Question

An electrical technician requires a capacitance of $2\mu F$ in a circuit across a potential difference of $1kV$. A large number of $1\mu F$ capacitors are available to him each of which can withstand a potential difference of not more than $400V$. Suggest a possible arrangement that requires the minimum number of capacitors.

Answer 1

Step 1: Find the minimum number of capacitors in series

Given, Required Capacitance, $C=2\mu F$
Potential difference, $V=1kV=1000V$
Capacitance of each capacitor , $C^{\prime }=1\mu F$
Potential difference that the capacitors can withstand, $V^{\prime }=400V$

Suppose $m$ number od capacitors are connected in series.
Then, across each capacitor the potential difference is given by,
$\frac{V}{m}=V^{\prime }$
$m=\frac{1000}{400}=2.5\approx 3$
Therefore, the number of capacitors connected in series is three (in one row).

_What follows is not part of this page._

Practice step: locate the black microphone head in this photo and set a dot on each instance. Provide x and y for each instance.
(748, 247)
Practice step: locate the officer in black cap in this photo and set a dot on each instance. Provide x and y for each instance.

Step 2: Find the effective capacitance of one row

So, the effective capacitance of one row is,

$\frac{1}{C^{\prime }}=\frac{1}{1}+\frac{1}{1}+\frac{1}{1}=3$
$C^{\prime }=\frac{1}{3}\mu F$ ....$\left(i\right)$

Step 3: Find the number of rows required in parallel

Let there be $n$ parallel rows and we know each of these rows will have $3$ capacitors.

Therefore, the equivalent capacitance of the circuit is given as

$C^{\prime \prime }=\frac{1}{3}+\frac{1}{3}+\frac{1}{3}....\frac{n}{3}$ ...$\left(ii\right)$

Since, the required capacitance of the circuit is $2\mu F$

Therefore, from equation $\left(ii\right)$

$2=\frac{n}{3}$

$n=2\times 3=6$

Hence there are $6$ rows of three capacitors in the circuit.

Step 4: Find the number of capacitors for required arrangement
Then, a minimum of capacitors required for the arrangements is,
$N=m\times n=3\times 6$
$N=18$
Therefore $18$ capacitors are required for the possible arrangement.

Final Answer: $18$ capacitors are required for the possible arrangement.